3) It is clear that as "national coordinator," I don't really speak for Emergent Village in the way that a traditional executive director speaks for a traditional non-profit.

4) As I noted in the original post, my votes are subject to change in the days between now and the election.

When I was a pastor in this community, I was very careful to never have a lawn sign or publicly endorse any candidates (although a couple asked me to). I did not want people around Edina to think that Colonial Church stood behind one candidate or another.

But now that I am not in a pastoral role (in that sense), I feel more freedom to publish my political views.

Thoughts on this, anyone? (I will be checking with EV's attorney, a non-profit specialist, to get her opinion, too.)

[UPDATE: EV's attorney says that, while not as clear-cut as my front lawn, my political views can be expressed on my blog. She also reminded me how important it is that I never, in my role at EV's national coordinator, endorse a candidate.]

I'm No Lefty

I'm part of a group, convened by Jim Wallis, Brian McLaren, and Tony Campolo called the Red Letter Christians (No, I'm not a fan of the name, but it's meant to imply that the words of Jesus are the beginnings of our political engagement, not some obscure Levitical text regarding homosexuality). The group is a direct challenge to the Arlington Group, a collection of far-right Christians who have worked long and hard to be the voice of Christianity in American politics.

Our message, simply put, is that Christian "values" extend far beyond abortion and gay marriage. In fact, there is a direct correlation between abotion and poverty. Sure, rich, white, suburban girls get abortions, but the vast majority of abortions are among poor, under-educated, ethnic minorities (and poor whites). The more educated and wealthy a woman is, the less likely she is to have an abortion. So abortion is the skin lesion on our society, but poverty is the cancer. And I'm not all that interested in putting band aids on cancer.
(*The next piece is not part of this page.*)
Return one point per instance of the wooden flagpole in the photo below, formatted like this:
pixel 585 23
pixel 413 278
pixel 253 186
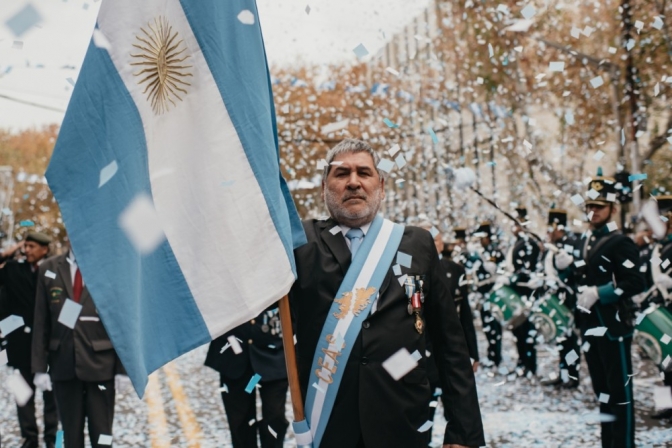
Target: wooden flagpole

Now, I can jibe with my friends (like Rudy Carrasco and Len Sweet) who advocate free market economy solutions to poverty, and I can also agree with my friends (like Jim Wallis and Brian McLaren) who encourage our society to protect the "least of these" through government programs. In fact, I am quite convinced that both are needed, for capitalism, unchecked by the Puritanism that Max Weber found in America, escalates into pure greed.
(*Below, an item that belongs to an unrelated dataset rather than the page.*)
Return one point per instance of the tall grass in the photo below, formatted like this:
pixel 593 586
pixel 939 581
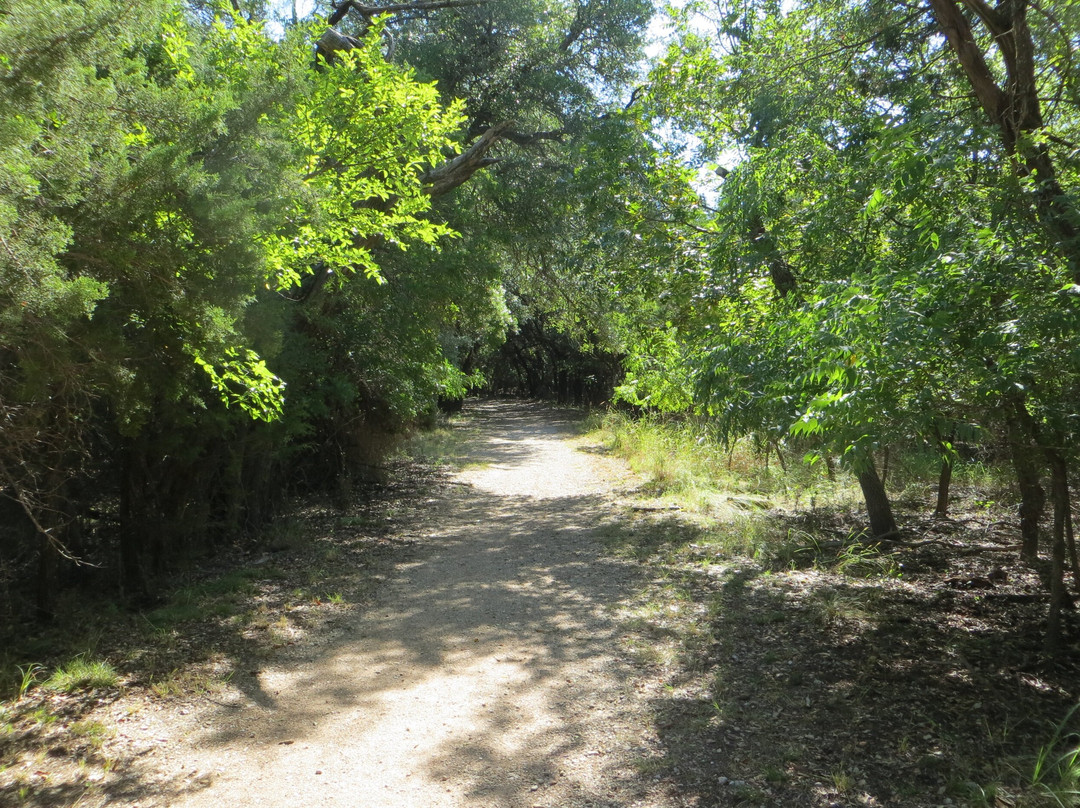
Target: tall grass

For this reason, among many others, I am not a Republican or a Democrat. I am fiercely independent, and I honestly believe that political independence is the only theologically justifiable stance for a Christian.

At the press conference at which we launched the Red Letter Christians, one reporter asked how many of us are Republicans, his implication being that we're just a bunch of leftist Christians. I went to the podium and announced that I am voting for at least three Republicans in November. Since it's already on the public record, I thought I'd post here the candidtates for whom I intend to vote, admitting that this is subject to change between now and the election.
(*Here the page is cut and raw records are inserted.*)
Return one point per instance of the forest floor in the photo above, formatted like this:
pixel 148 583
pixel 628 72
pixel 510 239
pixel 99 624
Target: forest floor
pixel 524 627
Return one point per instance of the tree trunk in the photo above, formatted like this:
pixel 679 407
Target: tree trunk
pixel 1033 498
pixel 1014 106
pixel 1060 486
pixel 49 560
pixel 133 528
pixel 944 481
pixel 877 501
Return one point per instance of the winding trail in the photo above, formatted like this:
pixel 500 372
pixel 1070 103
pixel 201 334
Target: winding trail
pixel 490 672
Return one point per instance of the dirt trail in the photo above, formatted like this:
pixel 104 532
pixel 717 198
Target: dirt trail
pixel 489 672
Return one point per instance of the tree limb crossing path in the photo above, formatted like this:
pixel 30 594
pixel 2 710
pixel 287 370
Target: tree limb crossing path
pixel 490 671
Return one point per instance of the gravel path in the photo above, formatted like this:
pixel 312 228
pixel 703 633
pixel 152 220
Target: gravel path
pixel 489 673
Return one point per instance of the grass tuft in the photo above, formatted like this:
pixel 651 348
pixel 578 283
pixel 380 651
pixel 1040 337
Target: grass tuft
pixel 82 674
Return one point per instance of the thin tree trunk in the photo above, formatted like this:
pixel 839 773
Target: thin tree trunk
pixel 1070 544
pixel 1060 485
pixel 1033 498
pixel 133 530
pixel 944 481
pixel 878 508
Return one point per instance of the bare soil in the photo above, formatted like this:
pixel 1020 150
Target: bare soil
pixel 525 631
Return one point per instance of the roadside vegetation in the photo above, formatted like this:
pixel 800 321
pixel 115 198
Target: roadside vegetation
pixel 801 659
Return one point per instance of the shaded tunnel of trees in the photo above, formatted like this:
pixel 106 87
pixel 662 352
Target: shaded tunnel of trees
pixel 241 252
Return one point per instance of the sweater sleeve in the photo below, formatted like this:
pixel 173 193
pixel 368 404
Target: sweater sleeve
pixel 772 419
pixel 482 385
State Legislature: Ron Erhardt (R)

State Senate: Geoff Michel (R)

U.S. House of Representatives: Jim Ramstad (R)

U.S. Senate: Amy Klobuchar (D)

Minnesota Governor: Tim Pawlenty (R)

Now, some context. I'm not a huge fan of Pawlenty, but I think that Mike Hatch is probably a sociopath; he's at least a very mean person. Now, it's true that I've voted for a sociopath before (Jesse V.), and that last time I voted for the independent candidate (Tim Penny), and that I'd just as soon vote Peter Huchinson (I), but Hutchinson is so far behind that he can't win, and I'm not voting for Pawlenty as much as I am against Hatch. The same goes in the Senate, where I'm voting against Mark Kennedy (R) as much as I am for Klobuchar. And the rest of the Republicans for whom I'm voting are moderate, "Gang of 14" types who regularly work across the aisle. They not only represent me well, all three have been responsive in the past when I've asked them to reconsider a vote of theirs.

So, let the record show that I, a member of the Red Letter Christians, am no lefty.